Not too long after that, my daughter and I were shopping in Marshalls. We were in the back, looking for a bathrobe. As we were walking, a security guard emerged out of a doorway I hadn’t noticed. I smiled and said hello. Then, as we looked at the robe options, I thought, That’s weird. He’s not moving. And then, Oh wait. He’s here because of US. My heart fell. And I was angry. We were not doing anything even slightly suspicious or unruly. We were looking at clearance pajamas. We selected a fuzzy pink robe from the rack and went to the front to pay for it. We were watched until we left the store.
(A week later I was in the same Marshalls alone.
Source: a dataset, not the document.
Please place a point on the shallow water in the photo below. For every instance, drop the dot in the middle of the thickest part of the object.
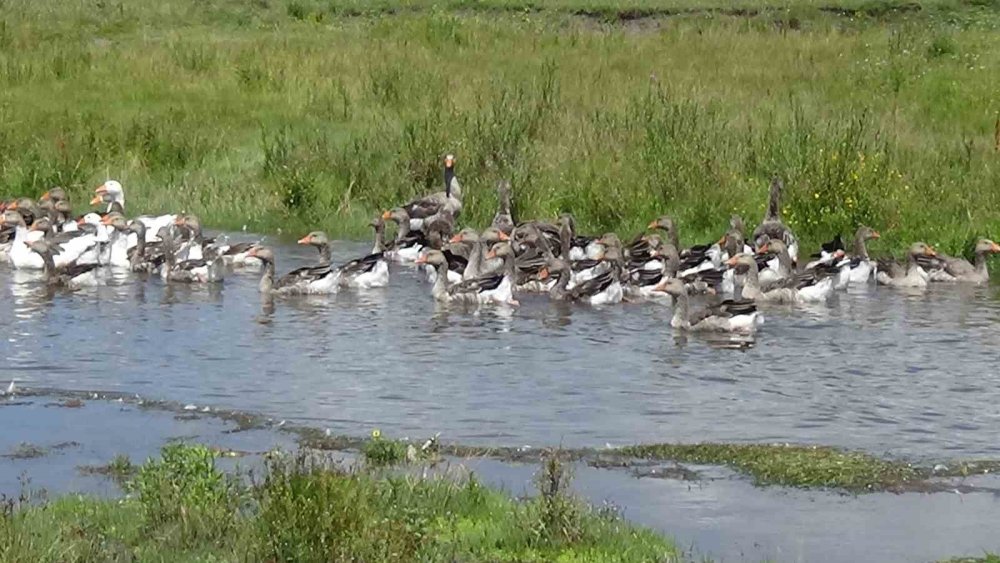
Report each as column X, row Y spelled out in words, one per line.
column 907, row 374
The sewn-in security tag on my new pants set off the alarm going into the store, and then again on the way out. Both times, the sales team looked over at me, apologized, and waved me on.)
Then there was the vacation we attempted to New Hampshire, which we now refer to as “That time we took our black kids to the White Mountains.” People openly stared at our family everywhere we went. Aggressively, and without even the least hint of subtlety. Rest stops, restaurants, the grocery store. Kids swam by our kids in the pool, eyes wide with wonder. A waitress came up to our table, said, “Oh I just can’t help myself!” and touched my son’s hair, commenting on how soft it was. We abandoned that vacation the next morning, feeling like we’d accidentally wandered into the deep South in the 1950s.
I have no idea how to tell our kids to think about or navigate situations like what we see happening over and over again in our country right now. Our son turns 14 this month, and we might tell him not to wear his hood up when he goes out. I’m not sure. I don’t know that it would matter.
But here’s what I do know: God loves my kids. He loved them (and Alton Sterling, and Philando Castile, and Treyvon Martin, and Eric Garner, and Michael Brown…) before I even knew their names. That has not changed. That will not change. Death is not God’s will, or the end of the story. Jesus brought new, abundant, eternal life. I believe that. And so I will not be afraid for my son (or my daughter) because fear is not of God. I will love them, pray for them, and teach them everything I can about how to navigate this world. But I will also teach them that this world is not our home, and that right now is not forever. We live in this tension between heaven and earth. It’s a battle, and we’re in the crossfire in ways we hardly understand. But in that we choose to live, and love, and work to make things better.
Now I’ll make a blatant plug:
Want to stand up and show that Black Lives Matter? Adopt a black kid.